Mapping the HDAg-interacting region in
B23. Panel A, the in vitro translated,
[35S]Met-labeled B23 variants used for in
vitro pull-down assay. The 35S-labeled COOH-terminal
truncated variants of B23 (lanes 1-4) (5 µl each)
prepared by TNT reactions (Promega) were analyzed by SDS-PAGE and
autoradiography (see "Experimental Procedures"). The B23 variants
were designated by their amino acid residues. Panels B-D,
binding analysis of GST-HDAg fusion proteins and in vitro
translated B23 variants. Glutathione-Sepharose beads (20 µl) prebound
with GST (panel B), GST-DAg (panel C), or GST-dAg
(panel D) (5 µg each) were incubated with the in
vitro translated B23 variants as indicated (5 µl), and proteins
bound on the beads were eluted with sampling buffer and analyzed by
SDS-PAGE and autoradiography (see "Experimental Procedures").
|
|
HDAg Forms a Large Complex with B23 in Vivo--
In the nucleolus,
the protein B23 is expected to be largely in the hexameric form with a
molecular mass of 230-255 kDa (44). Since B23 can associate with a
wide spectrum of cellular factors, it was necessary to investigate the
status of in vivo complex formation between these two
nuclear proteins. To this end, the sedimentation behavior of B23 and
HDAg in the nuclear fractions of both types of HDAg-producing cells was
examined using the sucrose gradient centrifugation. As shown in Fig.
7A, the nuclear B23 in all the
cell lines examined, including L10, S7 cells, and the parental HepG2
(G2) cells, sedimented in two predominant peaks at fractions 5-8 (peak
I) and fractions 15-17 (peak II). Based on the sedimentation profiles
of two standard proteins, catalase (fraction 7, 232 kDa) and
thyroglobulin (fraction 10, 699 kDa), it seems that the nuclear B23 is
either present as a hexameric form (peak I, molecular mass 230 kDa) or
associated with other cellular components (peak II). Intriguingly, the
small HDAg in HDAg-producing S7 cells co-sedimented with the peak II
complex of B23, while in the large HDAg-producing L10 cells, HDAg was distributed more broadly from fraction 12 to 17 and peaked at fractions
12-14. Thus, large HDAg was only partially superimposed with the B23
profiles at peak II. This reflects a partial separation of the large
HDAg from a B23-associated complex. Notably, the small HDAg in S7 cells
also appeared as a minor species at fraction 13, unassociated with B23.

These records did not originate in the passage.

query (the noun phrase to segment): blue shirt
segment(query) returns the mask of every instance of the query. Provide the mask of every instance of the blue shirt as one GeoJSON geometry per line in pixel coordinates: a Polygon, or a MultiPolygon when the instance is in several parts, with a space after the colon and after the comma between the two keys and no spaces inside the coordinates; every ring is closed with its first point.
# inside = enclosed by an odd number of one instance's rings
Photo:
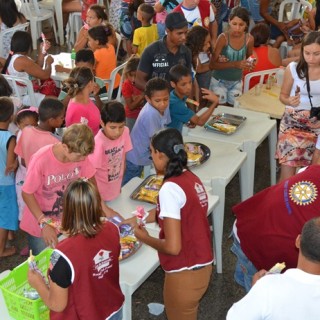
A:
{"type": "Polygon", "coordinates": [[[147,166],[152,163],[150,157],[151,137],[171,122],[169,108],[162,115],[148,102],[144,105],[131,131],[133,149],[127,153],[127,160],[135,165],[147,166]]]}
{"type": "Polygon", "coordinates": [[[184,123],[190,121],[194,116],[194,112],[186,105],[187,97],[180,99],[174,90],[170,92],[170,117],[171,122],[168,124],[170,128],[176,128],[182,132],[182,126],[184,123]]]}

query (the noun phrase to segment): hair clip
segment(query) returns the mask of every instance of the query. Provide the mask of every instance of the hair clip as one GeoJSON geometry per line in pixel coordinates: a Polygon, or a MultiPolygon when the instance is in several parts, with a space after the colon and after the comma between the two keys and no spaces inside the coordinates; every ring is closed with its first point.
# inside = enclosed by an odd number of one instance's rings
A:
{"type": "Polygon", "coordinates": [[[183,144],[175,144],[173,146],[173,152],[175,154],[178,154],[180,150],[184,150],[184,145],[183,144]]]}
{"type": "Polygon", "coordinates": [[[20,113],[22,113],[22,112],[25,112],[25,111],[31,111],[31,112],[36,112],[36,113],[38,113],[38,108],[36,108],[36,107],[30,107],[30,108],[28,108],[28,109],[21,109],[20,111],[17,112],[17,115],[20,114],[20,113]]]}

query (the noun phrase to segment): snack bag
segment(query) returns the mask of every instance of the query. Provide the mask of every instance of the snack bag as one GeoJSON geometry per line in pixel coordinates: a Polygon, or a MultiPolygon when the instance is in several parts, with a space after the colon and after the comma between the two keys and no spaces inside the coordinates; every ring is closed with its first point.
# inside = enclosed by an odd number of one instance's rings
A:
{"type": "Polygon", "coordinates": [[[145,211],[142,206],[137,207],[136,217],[139,226],[144,227],[146,225],[146,220],[149,215],[148,211],[145,211]]]}

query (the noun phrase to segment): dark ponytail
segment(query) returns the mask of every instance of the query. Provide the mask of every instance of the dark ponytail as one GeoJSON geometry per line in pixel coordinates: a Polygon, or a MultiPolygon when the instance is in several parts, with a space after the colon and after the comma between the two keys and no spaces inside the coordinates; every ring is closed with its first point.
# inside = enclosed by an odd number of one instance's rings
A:
{"type": "Polygon", "coordinates": [[[7,69],[9,63],[11,61],[12,56],[19,52],[19,53],[28,53],[31,51],[32,48],[32,38],[29,32],[26,31],[16,31],[12,38],[11,38],[11,45],[10,45],[10,53],[9,56],[2,68],[2,74],[7,73],[7,69]]]}
{"type": "Polygon", "coordinates": [[[157,132],[151,138],[151,145],[169,158],[164,179],[179,176],[187,169],[188,157],[179,130],[167,128],[157,132]]]}

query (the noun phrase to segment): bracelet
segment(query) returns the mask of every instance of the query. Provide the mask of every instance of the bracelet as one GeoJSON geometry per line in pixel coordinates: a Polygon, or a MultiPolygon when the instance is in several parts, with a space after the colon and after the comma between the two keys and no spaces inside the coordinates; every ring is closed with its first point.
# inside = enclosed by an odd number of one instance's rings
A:
{"type": "Polygon", "coordinates": [[[41,219],[44,218],[44,214],[42,214],[39,218],[38,218],[38,224],[40,224],[41,219]]]}

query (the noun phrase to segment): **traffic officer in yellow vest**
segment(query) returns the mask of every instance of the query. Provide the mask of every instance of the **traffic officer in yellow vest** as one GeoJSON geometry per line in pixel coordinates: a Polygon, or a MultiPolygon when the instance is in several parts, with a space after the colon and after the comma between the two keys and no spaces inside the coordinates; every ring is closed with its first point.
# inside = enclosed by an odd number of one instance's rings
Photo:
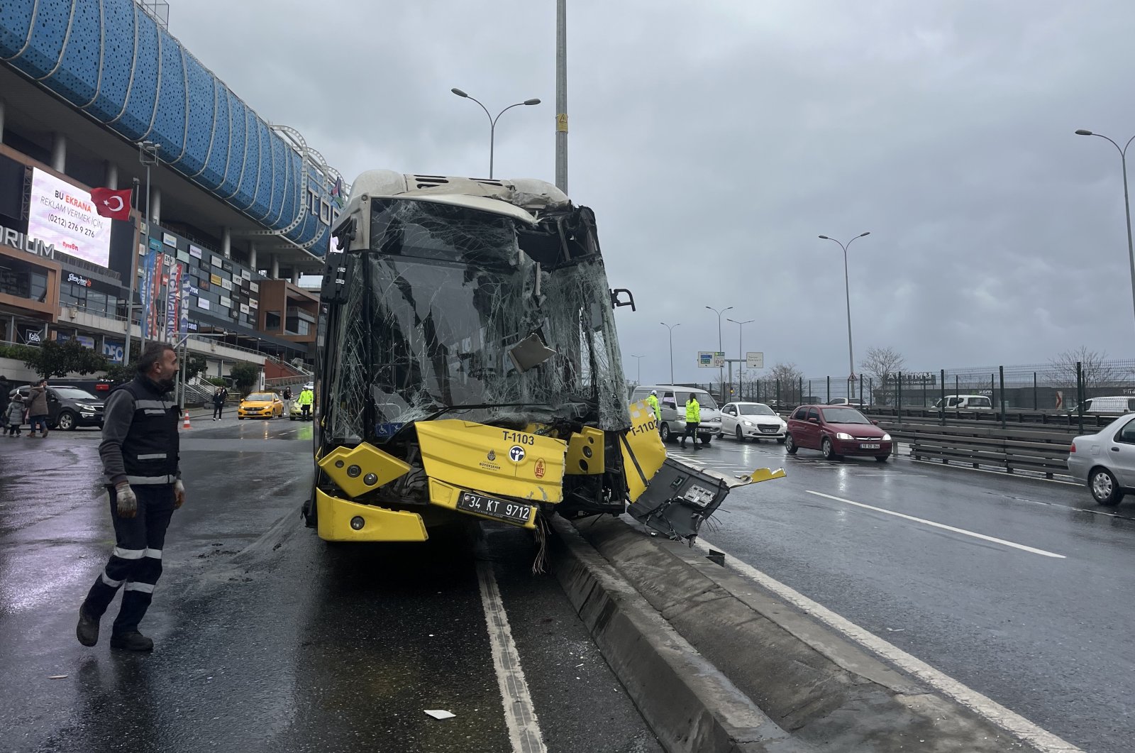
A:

These results strongly suggest that unlike the case of large HDAg, the
cellular small HDAg predominantly co-sedimented with a high molecular
weight form of B23 in vivo. Additionally, when considering
that both HDAg and B23 can associate with another nucleolar protein
nucleolin (29, 49), it was important to examine the status of nucleolin
in the sucrose gradient centrifugation. Our results indicated that
apart from its monomeric form (~100 kDa) which appeared at fractions
4-6, about half the population of nucleolin co-sedimented with B23 and
HDAg at fractions 15-17 (Fig. 7A). Co-immunoprecipitation
indicated that the co-sedimentation of these three nucleolar proteins
(HDAg, B23, and nucleolin) at fractions 15-17 of sucrose gradients of
L10 or S7 cells is not coincidental because both B23 and nucleolin in
these two HDAg-expressing cells, but not in the control cells, were
co-immunoprecipitated by anti-HDAg antibody (Fig. 7B, lanes
2-4 and 6-8). This supports the notion that both
forms of HDAg form a large complex with B23 and nucleolin in
vivo.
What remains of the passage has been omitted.